Lacework and wooden masks made by her charges hang on brightly painted, peeling walls. Plants are wilting in stuffy classrooms, and the corridors smell of disinfectant. Excitable small children cling to the director’s skirts shouting “mamochka [mommy].”

“Our children are difficult. … Nobody wants to adopt them,” the director said, adding that a volatile early life leaves a legacy of behavioral problems. “For the children, this is home. Here there are activities; here they can go to school.”

The Kremlin insists that such institutions will become part of Russia’s past.

“The dismantling of children’s homes should be the task of the next five years,” Russian ombudsman for children’s rights Pavel Astakhov said. “I think that our slogan, our day-to-day perspective must be a Russia without orphans, where adoptive parents are lining up to adopt children.”

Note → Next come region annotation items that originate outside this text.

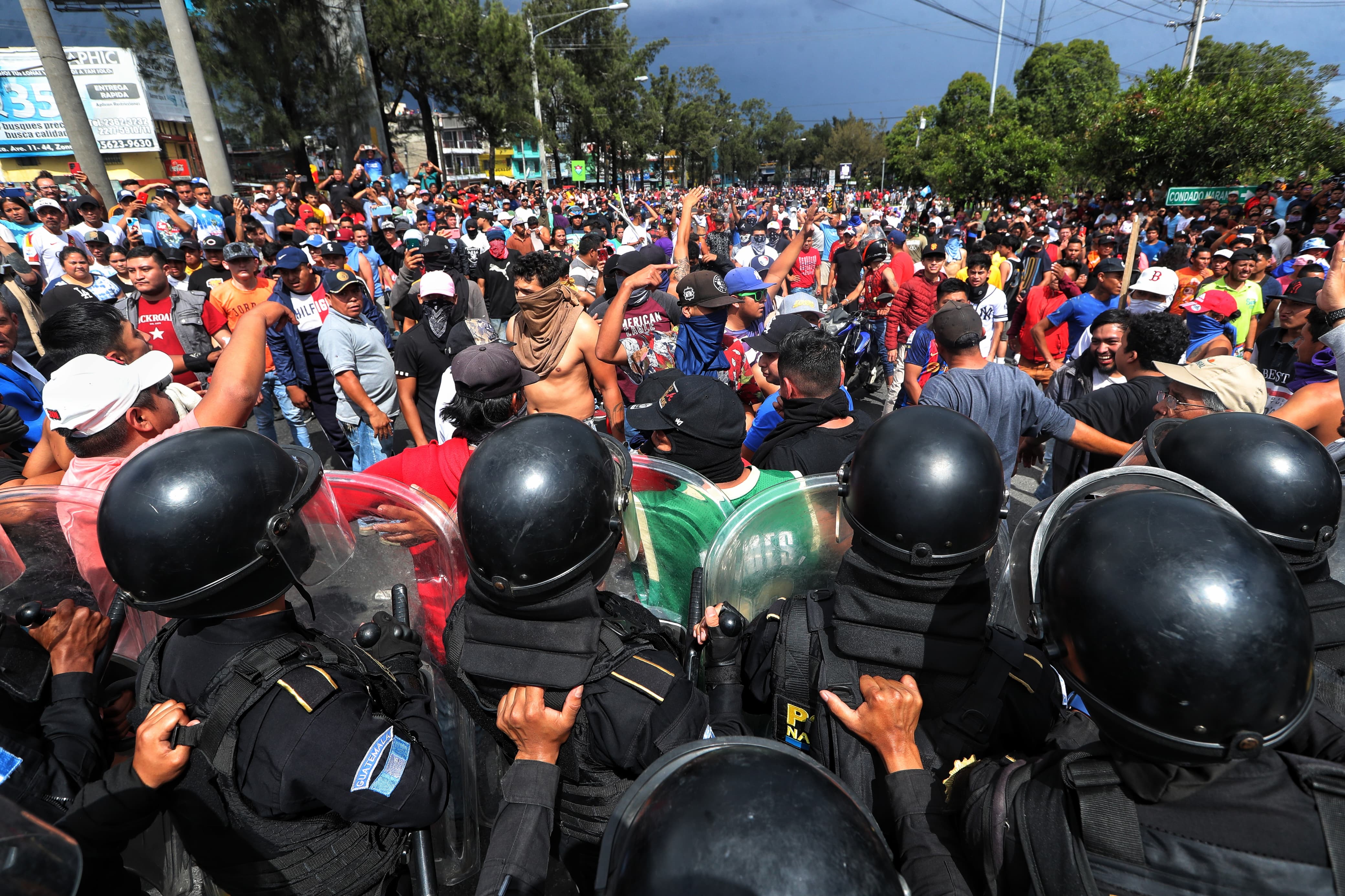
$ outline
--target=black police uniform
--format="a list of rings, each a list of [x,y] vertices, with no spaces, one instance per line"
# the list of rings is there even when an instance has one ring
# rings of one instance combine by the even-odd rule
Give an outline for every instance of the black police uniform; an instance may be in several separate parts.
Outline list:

Resolving children’s problems has been an issue for the past 100 years, he said, an oblique reference to a century scarred by war and repression.

Millions of orphans roamed the streets before being swept into state orphanages under Stalin, who laid the foundations of the institution system, which boomed in the 1960s.

“Of course, there are bureaucrats who are interested that the government continues to [give] them money,” Astakhov said. “I would not say the system contradicts the interests [of reform]. … The main factor is the lack of knowledge among Russian citizens and lack of understanding of how fulfilling and legitimate it is to become an adoptive parent.”

End of the Institution?

As prime minister, Putin called for an end to all foreign adoptions in the near future. He made that statement while discussing children’s welfare during a marathon question-and-answer session in December 2011.

Encouraging adoptions by Russian parents is the right strategy for improving child welfare, he said.

But improving child welfare requires political change, Altshuler said. Russia, he continued, “doesn’t have checks and balances, a democratic system that works by itself. Many things can only be resolved at a personal level.”

So it would be naive to expect a presidential order, like the one Putin issued in 2006, to fix the system, he said, adding that there are plenty of “unseen forces” that can bypass presidential laws.

Ostrovskaya, of Perspektivy, said reform plans can be ineffective. She has seen how a home of 550 children was broken up into four smaller homes, housing a maximum of 150 children.? 

“I think there is no difference; it is minimal. It is just reducing the size of the institutions, not fixing the problem,” she said. “If there were no more than seven people, then it would be a reduction in my view. But 150 is just the same.”

The experience of one atypical children’s home in the capital reveals both the appetite for and limits of change.

Since Putin’s 2006 order, 34 children from Moscow’s Special Correctional School-Institution No. 8 have been adopted.

“I think it is a lot,” director Vadim Menshov said at the institution, a light, airy building where studio-style portraits of some of his 91 charges greet visitors.

Menshov said his institution was the first in the country to offer support to adoptive parents and that this explains his success. He said his biggest dream is to overhaul an “out-of-date and broken” system.

“We have a good community,” Menshov said. “[But] imagine that you live here endlessly for weeks, months, years. Of course it is hard.”

In a proposal submitted to the Moscow mayor, he sketched out an alternative in which three or four children live in an ordinary home, are cared for by full-time guardians, and attend ordinary nurseries and schools. This plan would cut costs in half, he said.

“Social organizations really like it,” Menshov said. “Civil servants also say ‘yes, it’s all good.’ But so far, nobody has done anything.”